だから、先輩とはお別れしようと決めた。先輩がくれた思い出に浸りながら、ゆっくりと死を待つつもりでいた。それだけで充分、私は幸せに死ぬことができるから。
……できる、はずだったから。
「なるほど。俺を傷つけないために、言わなかったんだ」
「っ……それもあるけど、私が病気だって知ったら、優しい先輩は絶対に気にしてくれるでしょう? そういうのはいっさいなしでユイ先輩と話していたかったんです」
私は、先輩に……ユイ先輩に会うために、月ヶ丘高校に入学した。
もう自分が長くないとわかったうえで──否、だからこそ、死ぬ前に好きになってしまった人へ少しでも近づきたくて、わがままを言った。

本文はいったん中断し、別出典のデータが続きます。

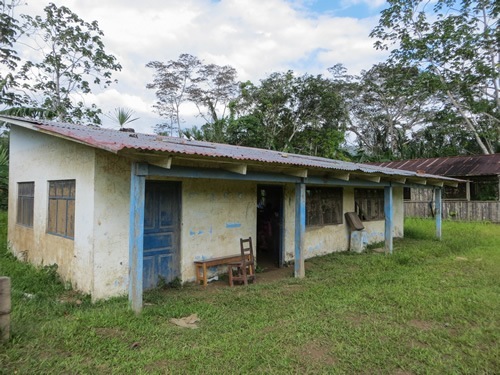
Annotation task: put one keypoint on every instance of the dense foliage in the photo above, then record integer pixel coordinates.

ただ、会いたかった。会って、彼の世界に触れたかった。
でも、それだけ。
付き合いたいとか、卒業したいとか、そんな大それた望みは抱いていない。
ただユイ先輩の隣で、先輩と一緒に絵を描けるのなら、それでよかったのだ。
「小鳥遊さん。いや、──……ねえ、鈴」
ドクン、と心臓が強く胸を打つ。
初めて呼ばれた名前。
ユイ先輩が私の名前を覚えていたことに驚いて、先輩のその口が私の名前を紡いだことに驚いて、ずるい、と喉の奥から震え切った声が漏れる。
「それでも俺は、鈴が好きだよ」
「ユイ、せんぱ……」
「知ってしまった以上は、今まで通りとはいかないけど。俺はきっと自然と鈴を甘やかしちゃうし。そばにいるからには、より大事にしたいと思うから」
でもね、と。
いつもよりワントーン低い声を落としたユイ先輩は、私をそっと抱き寄せた。